Operating expenses amounted to SEK 11.6 (12.9) b. in the quarter, excluding restructuring charges. The year-over-year reduction is primarily a result of ongoing cost reduction activities, offsetting negative impact from currency exchange rate effects.

Operating income excluding joint ventures and restructuring charges amounted
to SEK 5.5 (5.6) b. in the quarter, resulting in a slightly improved operating margin of 11.7% (11.5%). The margin was stable sequentially when adjusted for a capital gain of SEK 0.8 b. in the second quarter 2009.

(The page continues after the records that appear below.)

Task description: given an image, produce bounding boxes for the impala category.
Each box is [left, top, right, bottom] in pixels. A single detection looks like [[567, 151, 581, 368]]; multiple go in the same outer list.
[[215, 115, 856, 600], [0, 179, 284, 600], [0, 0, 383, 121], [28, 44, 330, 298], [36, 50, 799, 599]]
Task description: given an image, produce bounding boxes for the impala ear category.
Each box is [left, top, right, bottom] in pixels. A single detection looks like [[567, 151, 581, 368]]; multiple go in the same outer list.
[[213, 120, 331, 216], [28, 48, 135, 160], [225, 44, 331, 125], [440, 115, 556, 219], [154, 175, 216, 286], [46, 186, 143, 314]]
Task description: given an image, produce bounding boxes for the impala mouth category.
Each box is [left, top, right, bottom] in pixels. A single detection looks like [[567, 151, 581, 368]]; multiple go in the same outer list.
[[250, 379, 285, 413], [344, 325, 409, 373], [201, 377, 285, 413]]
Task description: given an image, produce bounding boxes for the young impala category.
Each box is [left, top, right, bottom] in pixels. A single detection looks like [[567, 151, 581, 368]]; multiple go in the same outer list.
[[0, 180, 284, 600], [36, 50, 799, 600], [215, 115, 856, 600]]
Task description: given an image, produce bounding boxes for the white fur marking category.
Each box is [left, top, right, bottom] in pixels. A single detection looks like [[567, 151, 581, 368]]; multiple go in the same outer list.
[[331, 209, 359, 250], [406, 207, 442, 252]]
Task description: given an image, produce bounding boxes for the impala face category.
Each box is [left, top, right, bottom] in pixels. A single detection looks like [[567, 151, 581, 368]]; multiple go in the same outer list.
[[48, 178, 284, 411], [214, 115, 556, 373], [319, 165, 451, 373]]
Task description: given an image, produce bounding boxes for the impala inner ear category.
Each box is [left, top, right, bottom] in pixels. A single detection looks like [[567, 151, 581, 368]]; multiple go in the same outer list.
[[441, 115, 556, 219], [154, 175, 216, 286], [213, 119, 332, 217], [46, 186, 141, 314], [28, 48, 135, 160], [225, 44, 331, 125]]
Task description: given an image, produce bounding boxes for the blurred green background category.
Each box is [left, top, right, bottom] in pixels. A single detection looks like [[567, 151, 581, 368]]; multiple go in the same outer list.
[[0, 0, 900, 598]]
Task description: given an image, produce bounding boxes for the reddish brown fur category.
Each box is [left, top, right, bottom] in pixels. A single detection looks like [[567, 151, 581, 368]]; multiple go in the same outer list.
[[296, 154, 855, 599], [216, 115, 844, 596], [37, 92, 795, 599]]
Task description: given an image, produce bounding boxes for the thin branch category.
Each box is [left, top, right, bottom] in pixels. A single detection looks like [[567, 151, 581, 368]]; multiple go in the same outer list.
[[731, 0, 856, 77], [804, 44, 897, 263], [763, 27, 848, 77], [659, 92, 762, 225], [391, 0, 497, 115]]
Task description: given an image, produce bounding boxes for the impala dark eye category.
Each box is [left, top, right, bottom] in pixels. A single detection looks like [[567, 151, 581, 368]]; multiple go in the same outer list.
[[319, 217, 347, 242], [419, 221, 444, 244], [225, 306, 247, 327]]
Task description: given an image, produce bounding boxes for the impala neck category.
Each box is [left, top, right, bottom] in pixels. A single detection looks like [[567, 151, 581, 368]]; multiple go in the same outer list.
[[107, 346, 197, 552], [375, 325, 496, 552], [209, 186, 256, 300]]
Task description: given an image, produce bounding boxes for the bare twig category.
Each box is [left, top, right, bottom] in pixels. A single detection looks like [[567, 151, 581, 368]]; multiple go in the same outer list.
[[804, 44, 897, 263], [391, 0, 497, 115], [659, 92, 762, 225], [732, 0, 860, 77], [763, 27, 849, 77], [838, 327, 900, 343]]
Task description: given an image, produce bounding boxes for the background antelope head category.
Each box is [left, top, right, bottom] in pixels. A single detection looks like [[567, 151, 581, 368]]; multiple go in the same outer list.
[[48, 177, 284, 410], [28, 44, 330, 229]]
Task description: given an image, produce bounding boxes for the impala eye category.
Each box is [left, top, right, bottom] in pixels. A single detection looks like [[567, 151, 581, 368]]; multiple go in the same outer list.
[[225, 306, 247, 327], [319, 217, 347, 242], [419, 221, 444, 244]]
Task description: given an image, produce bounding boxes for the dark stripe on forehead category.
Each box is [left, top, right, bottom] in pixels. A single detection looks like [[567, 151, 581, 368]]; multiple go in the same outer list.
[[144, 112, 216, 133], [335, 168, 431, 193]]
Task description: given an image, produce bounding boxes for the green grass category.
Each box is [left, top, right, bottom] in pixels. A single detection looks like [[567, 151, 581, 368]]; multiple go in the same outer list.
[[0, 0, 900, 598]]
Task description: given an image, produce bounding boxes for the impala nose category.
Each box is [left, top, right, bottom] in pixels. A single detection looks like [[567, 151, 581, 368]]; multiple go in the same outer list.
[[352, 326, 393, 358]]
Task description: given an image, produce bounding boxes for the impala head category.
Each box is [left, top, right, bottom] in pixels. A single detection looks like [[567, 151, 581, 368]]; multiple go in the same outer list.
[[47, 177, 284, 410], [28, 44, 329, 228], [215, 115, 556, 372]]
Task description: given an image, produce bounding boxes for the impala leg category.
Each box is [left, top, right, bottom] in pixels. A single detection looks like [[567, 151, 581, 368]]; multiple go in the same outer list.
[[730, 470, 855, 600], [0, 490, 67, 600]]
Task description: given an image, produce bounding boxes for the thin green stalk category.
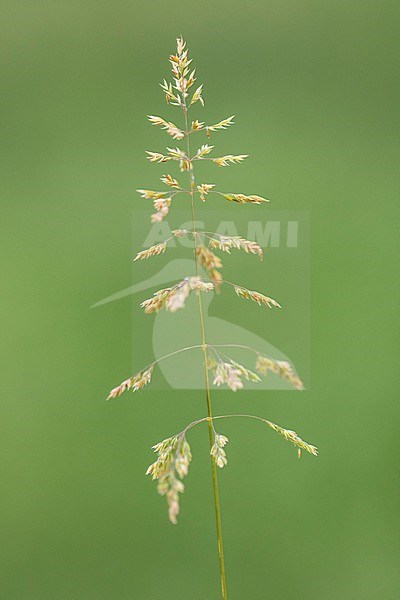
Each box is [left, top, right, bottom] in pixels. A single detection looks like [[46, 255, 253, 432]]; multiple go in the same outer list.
[[183, 101, 228, 600]]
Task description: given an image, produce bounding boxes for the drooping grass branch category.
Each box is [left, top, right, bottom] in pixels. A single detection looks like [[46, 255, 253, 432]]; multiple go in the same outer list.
[[107, 37, 317, 600]]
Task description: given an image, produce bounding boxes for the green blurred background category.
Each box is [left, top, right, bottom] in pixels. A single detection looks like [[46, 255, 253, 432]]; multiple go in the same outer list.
[[0, 0, 399, 600]]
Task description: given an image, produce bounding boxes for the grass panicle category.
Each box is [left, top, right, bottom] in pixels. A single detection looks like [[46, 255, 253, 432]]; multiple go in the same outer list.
[[108, 36, 317, 600]]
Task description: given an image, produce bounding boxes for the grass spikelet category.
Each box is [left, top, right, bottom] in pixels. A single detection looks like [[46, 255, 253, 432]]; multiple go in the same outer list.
[[234, 285, 282, 308], [146, 434, 192, 525], [193, 144, 214, 160], [206, 115, 235, 137], [256, 354, 304, 390], [107, 365, 154, 400], [190, 119, 204, 131], [146, 150, 172, 163], [265, 421, 318, 458], [140, 276, 214, 314], [148, 115, 185, 140], [196, 244, 222, 287], [134, 242, 167, 262], [197, 183, 215, 202], [212, 154, 249, 167], [136, 190, 169, 200], [160, 174, 181, 190], [208, 235, 263, 259], [222, 194, 269, 204], [210, 433, 229, 469], [150, 198, 172, 223], [108, 36, 317, 600], [189, 84, 204, 106]]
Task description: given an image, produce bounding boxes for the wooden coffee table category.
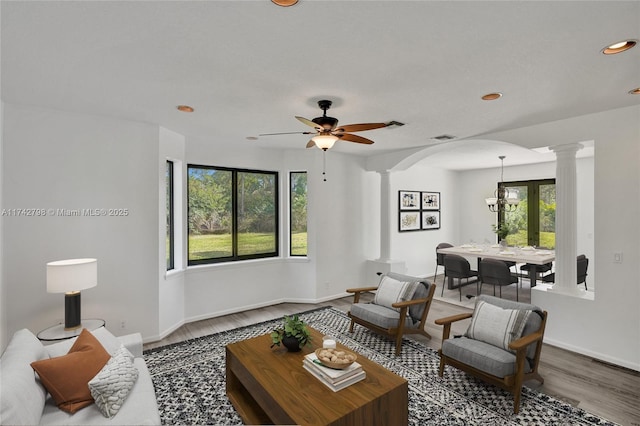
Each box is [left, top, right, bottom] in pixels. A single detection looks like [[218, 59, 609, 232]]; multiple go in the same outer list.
[[226, 329, 409, 426]]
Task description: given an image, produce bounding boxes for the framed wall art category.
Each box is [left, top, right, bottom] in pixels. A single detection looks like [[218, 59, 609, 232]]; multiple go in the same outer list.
[[420, 192, 440, 210], [399, 211, 420, 232], [398, 191, 440, 232], [422, 210, 440, 229], [399, 191, 420, 210]]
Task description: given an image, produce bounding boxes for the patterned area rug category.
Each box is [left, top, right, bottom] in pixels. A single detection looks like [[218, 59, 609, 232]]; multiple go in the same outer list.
[[144, 308, 614, 426]]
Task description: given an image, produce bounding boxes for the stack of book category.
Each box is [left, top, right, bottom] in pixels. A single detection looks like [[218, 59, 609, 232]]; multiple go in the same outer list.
[[302, 352, 367, 392]]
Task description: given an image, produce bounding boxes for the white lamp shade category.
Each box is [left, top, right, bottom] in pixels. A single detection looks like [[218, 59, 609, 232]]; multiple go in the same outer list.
[[47, 259, 98, 293], [311, 135, 338, 150]]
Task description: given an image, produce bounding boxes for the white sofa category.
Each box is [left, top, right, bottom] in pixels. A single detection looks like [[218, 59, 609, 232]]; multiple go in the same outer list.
[[0, 327, 160, 425]]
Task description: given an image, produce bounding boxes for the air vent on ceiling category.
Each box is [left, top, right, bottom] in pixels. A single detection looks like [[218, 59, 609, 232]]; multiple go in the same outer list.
[[431, 135, 456, 142]]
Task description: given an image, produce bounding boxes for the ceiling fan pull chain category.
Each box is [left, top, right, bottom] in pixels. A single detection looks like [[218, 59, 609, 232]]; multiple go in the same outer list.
[[322, 149, 327, 182]]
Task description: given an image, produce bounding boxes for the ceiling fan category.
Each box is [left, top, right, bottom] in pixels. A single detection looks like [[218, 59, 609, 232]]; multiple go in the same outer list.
[[260, 99, 402, 151]]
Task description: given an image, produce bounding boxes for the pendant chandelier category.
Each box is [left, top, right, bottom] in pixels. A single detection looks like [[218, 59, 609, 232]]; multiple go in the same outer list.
[[485, 155, 520, 213]]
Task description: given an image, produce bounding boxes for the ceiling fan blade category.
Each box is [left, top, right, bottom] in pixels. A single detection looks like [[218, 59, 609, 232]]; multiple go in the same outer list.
[[335, 123, 389, 133], [296, 115, 323, 130], [258, 132, 315, 136], [335, 133, 373, 145]]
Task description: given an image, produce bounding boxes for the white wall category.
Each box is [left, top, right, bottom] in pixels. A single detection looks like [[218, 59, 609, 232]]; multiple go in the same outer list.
[[382, 165, 461, 277], [180, 137, 367, 321], [0, 102, 9, 348], [1, 100, 640, 370], [2, 104, 159, 335], [158, 127, 187, 337]]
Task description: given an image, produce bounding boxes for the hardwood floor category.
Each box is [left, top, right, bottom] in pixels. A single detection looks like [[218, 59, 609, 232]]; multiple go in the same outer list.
[[144, 295, 640, 426]]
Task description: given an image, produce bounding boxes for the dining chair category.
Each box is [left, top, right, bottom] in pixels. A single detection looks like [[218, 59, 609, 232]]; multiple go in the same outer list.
[[520, 263, 553, 288], [433, 243, 453, 297], [480, 259, 520, 301], [442, 254, 478, 301]]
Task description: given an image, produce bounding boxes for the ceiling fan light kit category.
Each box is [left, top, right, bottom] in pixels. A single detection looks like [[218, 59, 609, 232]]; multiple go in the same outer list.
[[601, 39, 638, 55], [260, 99, 396, 181], [271, 0, 298, 7], [311, 135, 338, 151]]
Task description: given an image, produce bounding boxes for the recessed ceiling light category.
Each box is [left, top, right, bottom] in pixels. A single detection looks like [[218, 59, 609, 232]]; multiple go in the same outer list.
[[482, 92, 502, 101], [431, 135, 456, 141], [602, 40, 638, 55], [271, 0, 298, 7]]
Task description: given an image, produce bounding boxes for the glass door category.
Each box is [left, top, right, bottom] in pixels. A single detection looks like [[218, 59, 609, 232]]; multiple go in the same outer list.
[[498, 179, 556, 249]]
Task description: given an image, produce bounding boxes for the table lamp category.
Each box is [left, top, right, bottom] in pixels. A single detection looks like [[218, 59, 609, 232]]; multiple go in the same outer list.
[[47, 259, 98, 330]]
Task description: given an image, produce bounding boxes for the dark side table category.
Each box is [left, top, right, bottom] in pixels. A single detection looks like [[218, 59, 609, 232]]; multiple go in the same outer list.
[[38, 319, 105, 342]]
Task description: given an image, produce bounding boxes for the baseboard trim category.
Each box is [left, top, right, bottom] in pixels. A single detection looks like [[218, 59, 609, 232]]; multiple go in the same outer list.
[[143, 292, 349, 343]]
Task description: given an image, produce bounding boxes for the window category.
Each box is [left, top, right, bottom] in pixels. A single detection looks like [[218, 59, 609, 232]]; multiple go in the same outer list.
[[498, 179, 556, 249], [165, 161, 175, 271], [289, 172, 307, 256], [188, 165, 278, 265]]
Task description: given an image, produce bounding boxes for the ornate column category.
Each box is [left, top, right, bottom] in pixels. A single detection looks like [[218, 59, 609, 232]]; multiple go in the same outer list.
[[550, 143, 582, 294], [378, 170, 391, 262], [367, 170, 406, 284]]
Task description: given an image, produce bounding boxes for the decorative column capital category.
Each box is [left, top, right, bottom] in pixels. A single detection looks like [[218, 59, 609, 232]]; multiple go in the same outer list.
[[549, 143, 584, 156]]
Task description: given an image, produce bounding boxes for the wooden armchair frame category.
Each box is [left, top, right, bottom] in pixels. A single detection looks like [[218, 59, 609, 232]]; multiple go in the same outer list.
[[435, 311, 547, 414], [346, 283, 436, 355]]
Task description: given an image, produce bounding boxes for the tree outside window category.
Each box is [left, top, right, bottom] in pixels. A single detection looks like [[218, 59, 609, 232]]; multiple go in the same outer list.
[[187, 165, 278, 265]]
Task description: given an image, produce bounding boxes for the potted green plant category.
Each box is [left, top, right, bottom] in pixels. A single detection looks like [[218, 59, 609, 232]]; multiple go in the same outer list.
[[491, 223, 509, 245], [271, 315, 312, 352]]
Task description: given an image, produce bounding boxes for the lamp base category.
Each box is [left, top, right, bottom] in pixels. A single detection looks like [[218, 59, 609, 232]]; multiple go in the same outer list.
[[64, 291, 82, 331]]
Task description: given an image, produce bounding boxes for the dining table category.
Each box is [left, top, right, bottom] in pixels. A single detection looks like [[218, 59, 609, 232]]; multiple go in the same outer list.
[[436, 244, 556, 288]]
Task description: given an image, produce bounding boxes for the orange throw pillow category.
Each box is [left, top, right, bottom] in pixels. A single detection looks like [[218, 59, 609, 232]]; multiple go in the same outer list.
[[31, 329, 111, 414]]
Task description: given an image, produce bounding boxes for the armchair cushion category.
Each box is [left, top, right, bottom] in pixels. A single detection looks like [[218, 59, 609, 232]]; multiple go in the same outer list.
[[351, 303, 415, 328], [478, 295, 542, 359], [465, 300, 531, 350], [373, 274, 418, 312], [442, 336, 531, 377]]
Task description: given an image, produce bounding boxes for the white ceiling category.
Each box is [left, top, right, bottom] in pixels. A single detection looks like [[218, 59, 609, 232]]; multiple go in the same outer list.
[[0, 0, 640, 168]]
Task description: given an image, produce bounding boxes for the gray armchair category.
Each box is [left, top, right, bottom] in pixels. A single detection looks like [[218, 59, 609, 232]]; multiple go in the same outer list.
[[435, 295, 547, 413], [347, 272, 436, 355]]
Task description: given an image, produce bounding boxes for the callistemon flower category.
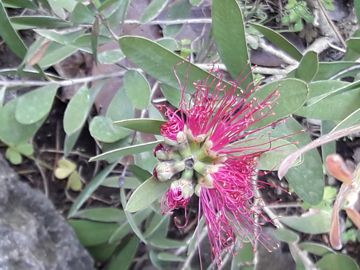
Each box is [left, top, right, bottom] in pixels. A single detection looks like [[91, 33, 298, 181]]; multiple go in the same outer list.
[[154, 73, 279, 264]]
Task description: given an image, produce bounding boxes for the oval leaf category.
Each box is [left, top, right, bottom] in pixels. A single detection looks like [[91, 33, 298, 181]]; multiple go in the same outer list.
[[295, 51, 319, 82], [125, 177, 170, 212], [15, 84, 58, 125], [272, 118, 325, 205], [68, 163, 117, 217], [251, 23, 302, 61], [279, 210, 331, 234], [64, 87, 91, 135], [89, 141, 162, 162], [114, 118, 166, 134], [212, 0, 253, 89], [254, 79, 308, 127], [119, 36, 224, 92], [124, 70, 151, 110], [73, 207, 126, 223], [316, 253, 359, 270], [69, 220, 118, 247], [89, 115, 130, 143]]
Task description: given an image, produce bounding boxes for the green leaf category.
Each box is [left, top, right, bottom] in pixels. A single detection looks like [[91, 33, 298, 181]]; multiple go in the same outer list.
[[70, 2, 95, 24], [250, 23, 302, 61], [0, 86, 6, 108], [234, 243, 254, 264], [296, 81, 360, 120], [321, 120, 336, 160], [125, 177, 170, 212], [295, 51, 319, 82], [299, 242, 334, 256], [86, 243, 119, 262], [109, 208, 152, 244], [64, 87, 91, 135], [314, 61, 360, 81], [120, 188, 147, 245], [140, 0, 169, 23], [256, 138, 297, 171], [10, 16, 72, 30], [64, 129, 81, 157], [274, 228, 300, 243], [114, 118, 166, 134], [69, 219, 118, 247], [160, 84, 181, 107], [354, 0, 360, 22], [5, 147, 23, 165], [271, 118, 325, 205], [0, 99, 45, 145], [13, 142, 34, 156], [98, 49, 125, 64], [144, 213, 170, 239], [149, 237, 187, 249], [68, 163, 117, 217], [156, 37, 180, 51], [90, 16, 100, 64], [0, 1, 27, 59], [158, 252, 185, 262], [129, 164, 152, 182], [124, 70, 151, 110], [331, 108, 360, 132], [279, 210, 331, 234], [73, 207, 126, 223], [89, 141, 162, 162], [54, 159, 76, 179], [106, 89, 134, 121], [163, 0, 192, 37], [2, 0, 38, 9], [343, 37, 360, 61], [106, 237, 139, 270], [212, 0, 253, 87], [15, 84, 58, 125], [189, 0, 204, 7], [89, 115, 130, 143], [66, 171, 83, 191], [253, 79, 308, 127], [101, 176, 141, 189], [316, 253, 359, 270], [39, 42, 78, 69], [119, 36, 219, 92]]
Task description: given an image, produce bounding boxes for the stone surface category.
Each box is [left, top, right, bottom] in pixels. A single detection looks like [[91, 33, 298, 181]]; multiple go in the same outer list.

Ericsson's share in earnings from joint ventures amounted to
SEK -1.5 (0.0) b. in the quarter, excluding restructuring charges. This is a significant reduction from the second quarter as a result of the ongoing efficiency improvements. Restructuring charges in joint ventures were insignificant in the quarter.

Financial net was SEK 0.0 (0.5) b. in the quarter, due to lower interest net. Net income amounted to SEK 0.8 (2.9) b. in the quarter.

Adjusted cash flow amounted to SEK 6.9 (2.7) b. in the quarter, down sequentially from SEK 9.9 b., excluding cash outlays for restructuring of SEK 1.2 b. Year-to-date cash conversion rate was 87% (102%). Trade receivables was positively impacted by currency exchange rate effects and lower sales. While days sales outstanding (DSO) improved slightly sequentially to 118 (121) days, the credit environment is however still tough for second and third tier operators in emerging markets.

Inventory was reduced by SEK 2.2 b. in the quarter to SEK 26.8 b. and turnover was stable at 77 (78) days.